The ground for the church site was given by George Gibson, a Confederate veteran of the Civil War, and his wife Elizabeth Starcher, sometime after their marriage in 1865.

An early account says:

Silas Downs used his team to haul the logs from all about the community. Peter Booher was another who helped with the hauling. Renzin Smith also helped with the work, and men of the community worked together to erect the log structure.

Other men of the area who worked included George Lynch, Sr., Peter Mace, Sam Husk, James Price, Thomas Craddock, Adam Starcher, Henry Starcher, George Gibson, Sr., and Sam Gunn. Men also came from as far as Ripley, Jackson County, and Burning Springs, Wirt County, to help lay up the logs.

The log building was pulled down in 1922 and the present new church was erected and dedicated in 1923.

This second church was built by the people of the community, including C. C. Starcher, John and D. E. Whytsell, Will Starcher, Jack Kingsbury, George McCoy, George Lynch Jr., John Morgan, David Craddock, George Craddock, and Lovell Allen. Clarence Starcher and Arthur Morgan did the hauling of materials.

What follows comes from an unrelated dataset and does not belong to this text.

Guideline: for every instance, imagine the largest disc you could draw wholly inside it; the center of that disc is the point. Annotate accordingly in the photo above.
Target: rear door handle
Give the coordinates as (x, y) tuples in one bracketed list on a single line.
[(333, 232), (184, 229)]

Mrs. Esther Gibson, second wife of George Gibson, Sr., said that her husband was sick and unable to help much with the work on the second church, but he did "strike the first lick toward building the new church."

Gibson died before the new church was completed, but his funeral was the first to be held in the incompleted church. She wrote this brief history of the two building several years ago. The church is on a point overlooking the West Fork of the Little Kanawha, and has been closed for several years.